As one source of religion was in external objects, so another is to be found in internal sensations and emotions. The passions are so powerful in their effects upon individuals and nations, that we can be little surprised to find those effects attributed to the instigation and influence of a supernatural being. Love is individualized and personified in nearly all mythologies; and LOVE therefore ranks among the earliest of the Grecian gods. Fear or terror, whose influence is often so strange, sudden, and unaccountable - seizing even the bravest - spreading through numbers with all the speed of an electric sympathy - and deciding in a moment the destiny of an army or the ruin of a tribe - is another of those passions, easily supposed the afflatus of some preternatural power, and easily, therefore, susceptible of personification. And the pride of men, more especially if habitually courageous and warlike, will gladly yield to the credulities which shelter a degrading and unwonted infirmity beneath the agency of a superior being. TERROR, therefore, received a shape and found an altar probably as early at least as the heroic age. According to Plutarch, Theseus sacrificed to Terror previous to his battle with the Amazons; - an idle tale, it is true, but proving, perhaps, the antiquity of a tradition. As society advanced from barbarism arose more intellectual creations - as cities were built, and as in the constant flux and reflux of martial tribes cities were overthrown, the elements of the social state grew into personification, to which influence was attributed and reverence paid. Thus were fixed into divinity and shape, ORDER, PEACE, JUSTICE, and the stern and gloomy ORCOS , witness of the oath, avenger of the perjury.

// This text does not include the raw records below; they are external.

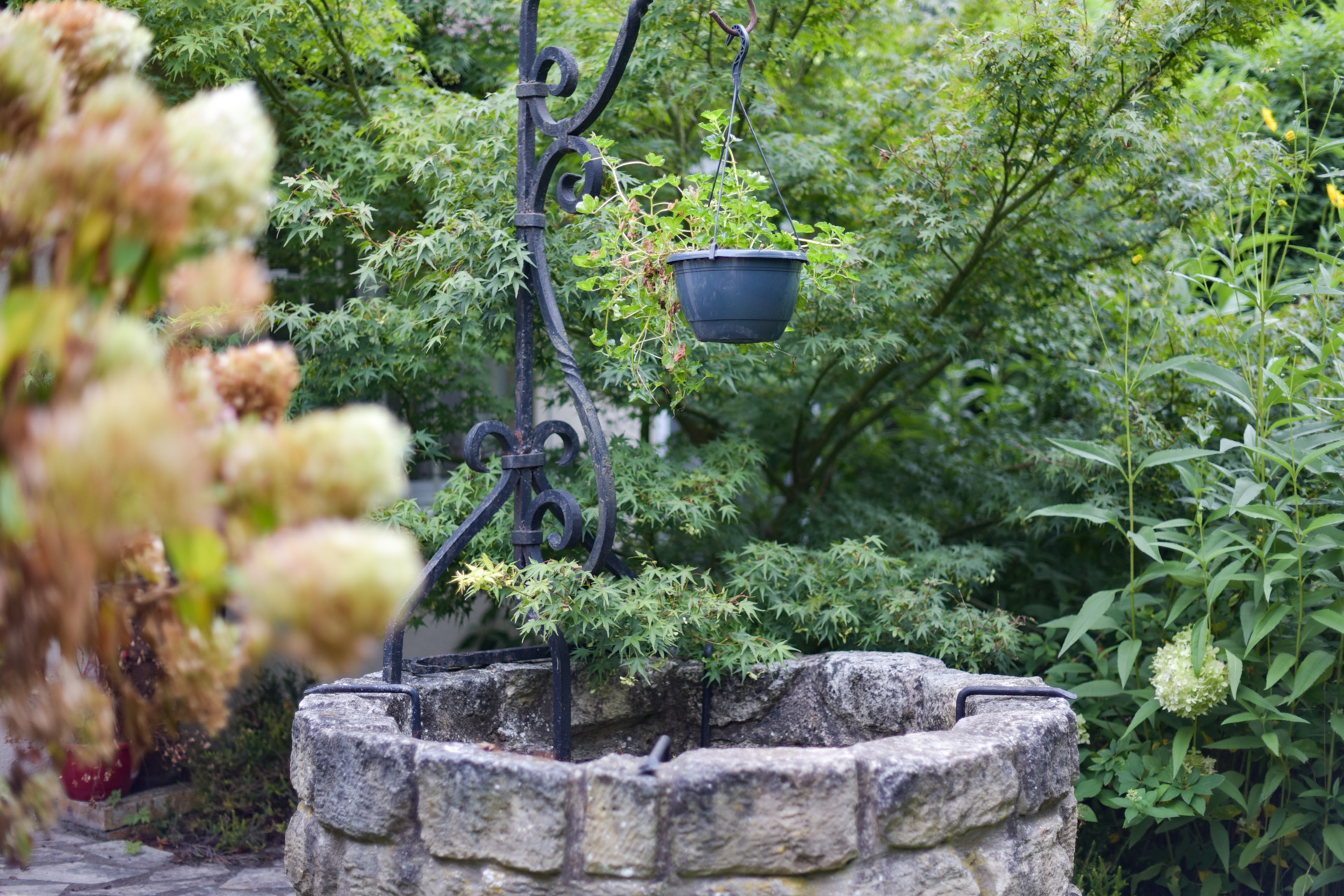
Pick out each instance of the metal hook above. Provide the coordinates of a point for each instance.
(727, 30)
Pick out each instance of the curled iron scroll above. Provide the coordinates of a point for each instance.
(727, 29)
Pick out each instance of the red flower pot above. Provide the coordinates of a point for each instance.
(85, 782)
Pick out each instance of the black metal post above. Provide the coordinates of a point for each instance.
(523, 444)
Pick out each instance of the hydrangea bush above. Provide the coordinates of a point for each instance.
(162, 522)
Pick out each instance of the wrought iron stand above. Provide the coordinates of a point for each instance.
(524, 458)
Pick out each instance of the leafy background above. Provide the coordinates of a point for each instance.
(1082, 398)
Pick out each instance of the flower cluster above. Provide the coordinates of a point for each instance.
(1179, 688)
(225, 146)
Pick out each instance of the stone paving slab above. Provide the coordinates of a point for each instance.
(66, 862)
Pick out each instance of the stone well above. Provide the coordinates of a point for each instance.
(838, 774)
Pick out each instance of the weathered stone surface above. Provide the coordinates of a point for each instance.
(927, 788)
(332, 713)
(1027, 856)
(876, 692)
(906, 872)
(622, 818)
(362, 783)
(916, 806)
(312, 855)
(1042, 746)
(493, 805)
(762, 812)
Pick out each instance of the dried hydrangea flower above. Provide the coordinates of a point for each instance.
(225, 144)
(120, 461)
(327, 464)
(93, 41)
(1176, 685)
(328, 589)
(100, 174)
(31, 99)
(257, 379)
(125, 344)
(218, 293)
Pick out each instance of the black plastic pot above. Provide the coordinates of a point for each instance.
(738, 296)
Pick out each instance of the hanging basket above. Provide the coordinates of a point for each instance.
(738, 295)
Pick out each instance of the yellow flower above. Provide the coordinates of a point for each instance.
(1335, 195)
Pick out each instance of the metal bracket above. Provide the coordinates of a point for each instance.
(1004, 691)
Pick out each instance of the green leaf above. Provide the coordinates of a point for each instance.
(1278, 668)
(1218, 834)
(1097, 688)
(1078, 512)
(1266, 622)
(1126, 659)
(1338, 723)
(1088, 788)
(1093, 612)
(1310, 671)
(1180, 745)
(1172, 456)
(1142, 715)
(1234, 672)
(1331, 618)
(1334, 837)
(1231, 384)
(1089, 450)
(1147, 542)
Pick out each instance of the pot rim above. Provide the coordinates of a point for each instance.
(738, 253)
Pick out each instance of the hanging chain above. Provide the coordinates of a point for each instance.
(739, 33)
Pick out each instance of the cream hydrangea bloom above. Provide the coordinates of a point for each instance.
(223, 143)
(1176, 685)
(327, 589)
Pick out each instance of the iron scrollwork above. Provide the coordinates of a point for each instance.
(523, 445)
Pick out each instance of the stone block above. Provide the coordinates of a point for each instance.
(622, 818)
(362, 783)
(927, 788)
(876, 692)
(1027, 856)
(1042, 746)
(780, 811)
(312, 855)
(906, 872)
(334, 713)
(493, 806)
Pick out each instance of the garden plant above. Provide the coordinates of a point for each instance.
(1063, 400)
(163, 523)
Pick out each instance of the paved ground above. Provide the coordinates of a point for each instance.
(65, 862)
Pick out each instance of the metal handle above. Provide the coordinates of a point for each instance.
(727, 29)
(657, 755)
(1000, 691)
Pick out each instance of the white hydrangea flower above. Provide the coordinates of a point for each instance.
(1176, 685)
(328, 589)
(118, 41)
(225, 146)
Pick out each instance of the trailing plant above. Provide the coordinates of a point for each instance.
(641, 328)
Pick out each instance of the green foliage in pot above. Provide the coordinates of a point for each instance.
(640, 225)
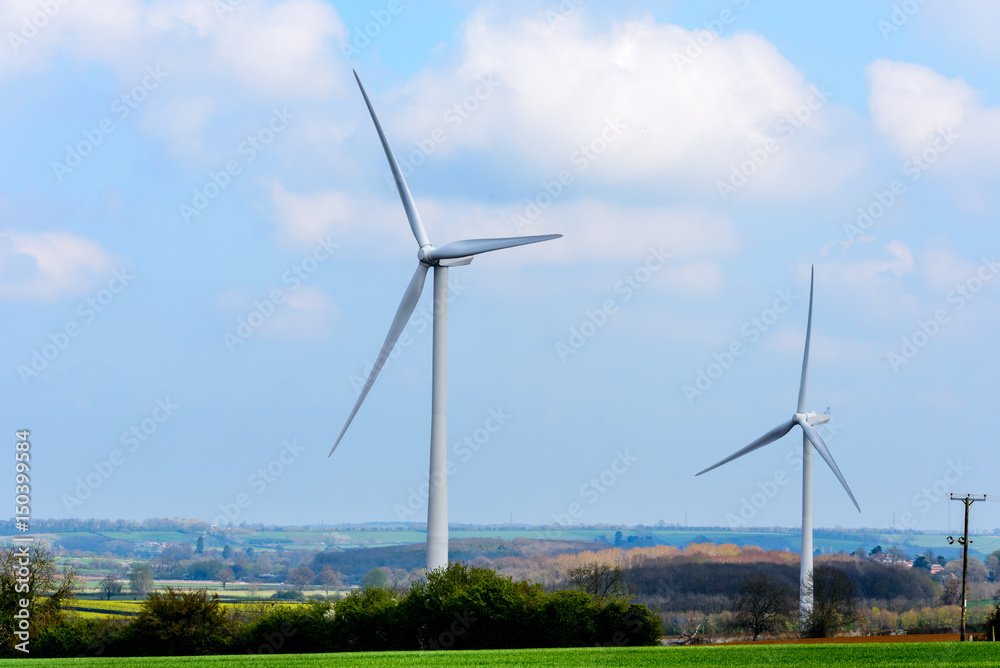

This, the second source of religion, though more subtle and refined in its creations, had still its origin in the same human causes as the first, viz., anticipation of good and apprehension of evil. Of deities so created, many, however, were the inventions of poets - (poetic metaphor is a fruitful mother of mythological fable) - many also were the graceful refinements of a subsequent age. But some (and nearly all those I have enumerated) may be traced to the earliest period to which such researches can ascend. It is obvious that the eldest would be connected with the passions - the more modern with the intellect.
It seems to me apparent that almost simultaneously with deities of these two classes would arise the greater and more influential class of personal divinities which gradually expanded into the heroic dynasty of Olympus. The associations which one tribe, or one generation, united with the heaven, the earth, or the sun, another might obviously connect, or confuse, with a spirit or genius inhabiting or influencing the element or physical object which excited their anxiety or awe: And, this creation effected - so what one tribe or generation might ascribe to the single personification of a passion, a faculty, or a moral and social principle, another would just as naturally refer to a personal and more complex deity: - that which in one instance would form the very nature of a superior being, in the other would form only an attribute - swell the power and amplify the character of a Jupiter, a Mars, a Venus, or a Pan. It is in the nature of man, that personal divinities once created and adored, should present more vivid and forcible images to his fancy than abstract personifications of physical objects and moral impressions. Thus, deities of this class would gradually rise into pre-eminence and popularity above those more vague and incorporeal - and (though I guard myself from absolutely solving in this manner the enigma of ancient theogonies) the family of Jupiter could scarcely fail to possess themselves of the shadowy thrones of the ancestral Earth and the primeval Heaven.